Hinge truncation results in similar progressively diminished EGFR-specific sdCAR response to human glioblastoma xenografts in vivo. (A) NSG mice were injected (N= 5 mice/group) subcutaneously with 1×10⁶ U87vIII cells stably expressing mKate2. At 7 and 14 days post-tumor challenge mice were injected intratumorally with 1×10⁷ total T cells (approx. 2.5×10⁶ hinge-modified sdCAR-T cells) or with untransduced control T cells (mock). Tumor growth was monitored via caliper measurements.
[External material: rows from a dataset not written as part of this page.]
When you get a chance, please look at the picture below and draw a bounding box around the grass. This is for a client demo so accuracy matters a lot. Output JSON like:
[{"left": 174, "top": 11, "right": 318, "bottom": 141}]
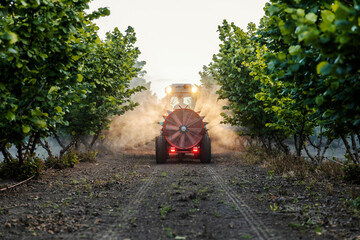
[{"left": 160, "top": 204, "right": 172, "bottom": 219}]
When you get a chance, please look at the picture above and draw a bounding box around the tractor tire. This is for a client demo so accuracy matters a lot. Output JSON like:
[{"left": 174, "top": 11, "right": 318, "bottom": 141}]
[
  {"left": 155, "top": 135, "right": 168, "bottom": 164},
  {"left": 200, "top": 133, "right": 211, "bottom": 163}
]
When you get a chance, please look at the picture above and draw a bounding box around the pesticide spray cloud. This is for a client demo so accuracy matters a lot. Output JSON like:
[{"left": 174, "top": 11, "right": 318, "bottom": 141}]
[
  {"left": 195, "top": 84, "right": 244, "bottom": 152},
  {"left": 104, "top": 79, "right": 163, "bottom": 152}
]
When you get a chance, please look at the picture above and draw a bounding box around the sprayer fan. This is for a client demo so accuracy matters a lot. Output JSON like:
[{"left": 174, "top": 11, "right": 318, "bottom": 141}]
[{"left": 163, "top": 108, "right": 205, "bottom": 149}]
N=5 mice per group. (B) Mice were sacrificed at pre-determined endpoints based on animal condition or tumor volume >2000 mm³. P values are derived from Mantel-Cox test of survival curves in comparison with untreated mice. (C) In vivo imaging was performed to examine the mKate2 fluorescent signal associated with tumor cells. (D) Blood was drawn from challenged mice and examined for the proportion of sdCAR-transduced cells (GFP+) within the hCD45+ lymphocyte fraction at the final timepoint where all experimental mice were alive (day 21). (E) sdCAR-T cells, or total hCD45+ cells for mock T cell treated mice, were examined for differentiation status using antibody staining for human CCR7 and CD45RA. See inset for gating strategy used to delineate effector, naïve/SCM, central memory, or effector memory-RA+ (EMRA) cells.